Harold Jenkerson: Last of the true pioneer fire lookouts
NEW MEXICO – Fire Lookout Harold Jenkerson passed away at the age of 84 in January. For the past 20 years, Jenkerson’s gentlemanly voice has transmitted over the radio from Davenport Fire Lookout in the Datil Mountains in New Mexico.
Jenkerson began his career as a fire lookout on the Gila National Forest in 1960 where he staffed Lookout Mountain on the Black Range District. Back then, fire lookouts were required to locate and put out the fires they spotted. Jenkerson tells about his first year as a fire lookout in a story he wrote, “I had to have a horse at the tower.
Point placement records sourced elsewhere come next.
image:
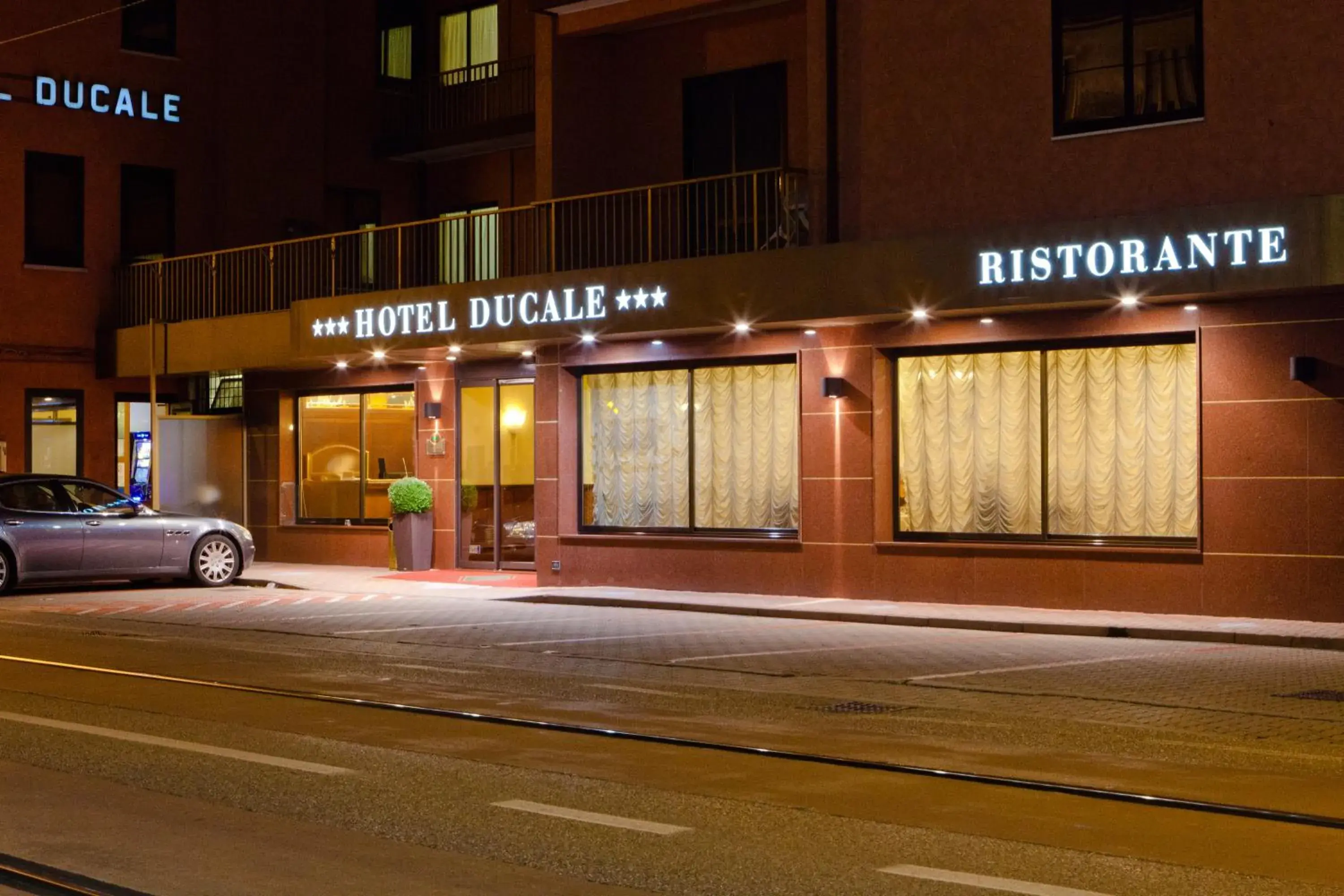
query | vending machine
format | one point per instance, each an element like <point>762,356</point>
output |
<point>140,454</point>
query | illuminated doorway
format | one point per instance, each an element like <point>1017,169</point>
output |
<point>496,474</point>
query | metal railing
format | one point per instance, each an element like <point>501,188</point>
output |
<point>744,213</point>
<point>436,108</point>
If smoke appeared, I was the first to be dispatched to the fire,” he stated. “I was taken to the lookout with one day of instructions and told not to leave the tower for any reason unless released by the District Ranger.”
Jenkerson, as all fire lookouts, was excited when he spotted his first fire. He wrote, “When I reported my first fire the only words I heard from the district ranger was ‘Get that horse saddled up and go.’ The smoke was about three miles away. When I saw the smoke from the tower the landscape appeared flat. Once I found my direction toward the smoke, I soon lost sight of it, because the land was not flat. It was full of deep canyons. What I thought was a 30-minute ride turned out to be a three hour ride.”
By the time Jenkerson got his horse saddled and found the smoke, a load of smoke jumpers from Silver City, New Mexico, had been dropped near the fire. The smoke jumpers were scattered in a line along the burning edge of the fire. He was not sure what to do until the lead smoke jumper noticed him and asked if he had ever been on a fire. Jenkerson replied no, and the jumper took a fire rake and showed him how to build fire line.
“People who staff fire lookouts are a rare breed of people. They are people who can handle isolation for long periods of time, Jenkerson wrote. “They are people who hear music in the breeze that moves silently through the long needles of the Ponderosa Pines. They are attracted to the stars at night and to the nature of the forest by day.”
Jenkerson was that rare breed. He checked on his fellow fire lookouts and crews in the field when they did not answer the radio. Although Jenkerson’s voice will no longer be heard transmitting over the radio from Davenport Fire Lookout, his many contributions as a fire lookout will not be forgotten.